Great post. Thank you ! I highlighted the parts that stood out for me. I do find it interesting about the statement that information cannot be disclosed and yet the amount of the last agreement is given. So I guess the information eventually gets disclosed. It would be nice if the info in all these deals would get disclosed sooner rather than after the fact. Reading this stuff makes me think we are in a good position. Note the $26.00 share price offered. And there was all this discussion a few days ago about RP talking about $21.00???? Makes that kind of talk less far fetched IMO. I'm also noting the slight change of the bid and ask. And didn't Silversurfer provide info about the judge reporting back on the 28th? GLTAL Oh yes, that part about $350 million, that would now be $175 million times seven. And that is just from Samsung!!!
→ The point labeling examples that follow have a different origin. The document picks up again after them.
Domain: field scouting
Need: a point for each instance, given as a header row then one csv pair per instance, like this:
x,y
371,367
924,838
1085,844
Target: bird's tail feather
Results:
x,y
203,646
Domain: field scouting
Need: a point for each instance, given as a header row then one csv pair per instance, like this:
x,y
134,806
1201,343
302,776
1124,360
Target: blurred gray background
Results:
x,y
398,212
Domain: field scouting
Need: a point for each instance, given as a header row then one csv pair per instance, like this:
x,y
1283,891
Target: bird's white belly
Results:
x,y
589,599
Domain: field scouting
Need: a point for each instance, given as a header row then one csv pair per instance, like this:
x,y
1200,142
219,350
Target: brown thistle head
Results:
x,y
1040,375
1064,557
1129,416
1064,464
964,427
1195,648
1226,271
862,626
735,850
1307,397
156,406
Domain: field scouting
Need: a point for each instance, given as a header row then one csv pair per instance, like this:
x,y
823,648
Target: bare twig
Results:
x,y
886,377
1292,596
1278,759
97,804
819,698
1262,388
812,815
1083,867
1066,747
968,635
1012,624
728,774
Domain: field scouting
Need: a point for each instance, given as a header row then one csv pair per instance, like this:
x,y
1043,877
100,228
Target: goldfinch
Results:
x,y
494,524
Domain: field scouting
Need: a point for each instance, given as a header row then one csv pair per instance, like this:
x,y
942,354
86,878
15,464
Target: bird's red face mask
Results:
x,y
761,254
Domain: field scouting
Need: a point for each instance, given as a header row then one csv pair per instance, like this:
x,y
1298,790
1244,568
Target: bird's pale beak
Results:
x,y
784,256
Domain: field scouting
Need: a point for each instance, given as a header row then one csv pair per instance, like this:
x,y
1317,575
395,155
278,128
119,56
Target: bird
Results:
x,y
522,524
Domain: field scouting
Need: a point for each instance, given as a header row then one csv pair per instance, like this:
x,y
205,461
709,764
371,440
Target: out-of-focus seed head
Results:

"Although some information cannot be disclosed due to an agreement between the two parties, the royalty rate will be about half the rate applied in the existing contract," Samsung said in a filing to the Korea Exchange.

"We are very pleased with the agreements announced today. Furthermore, continued access to Samsung's flash capacity under competitive terms gives us greater flexibility in managing our future capital expenditures, SanDisk chairman and CEO Eli Harari said in a joint statement released later on Wednesday.

The new agreements would become effective when the current cross license and supply agreements expired on August 14, 2009, and would run for seven years from that date, the statement said.

In an interview conducted last week at the Reuters Global Technology Summit in New York, Harari had described the renewal negotiations as "quite intense."

He had indicated the possibility of litigation if an agreement was not reached, as Samsung and its customers would then be infringing patents that SanDisk holds.

Samsung, the world's top maker of NAND flash memory chips, pays about $350 million a year in royalties to SanDisk for its patented technology, widely used in digital cameras, music players and other electronic devices.

Last year, SanDisk spurned an unsolicited buyout offer from Samsung for $26 per share, saying the offer undervalued the company. Samsung dropped its bid in October, citing SanDisk's deepening losses and uncertain outlook.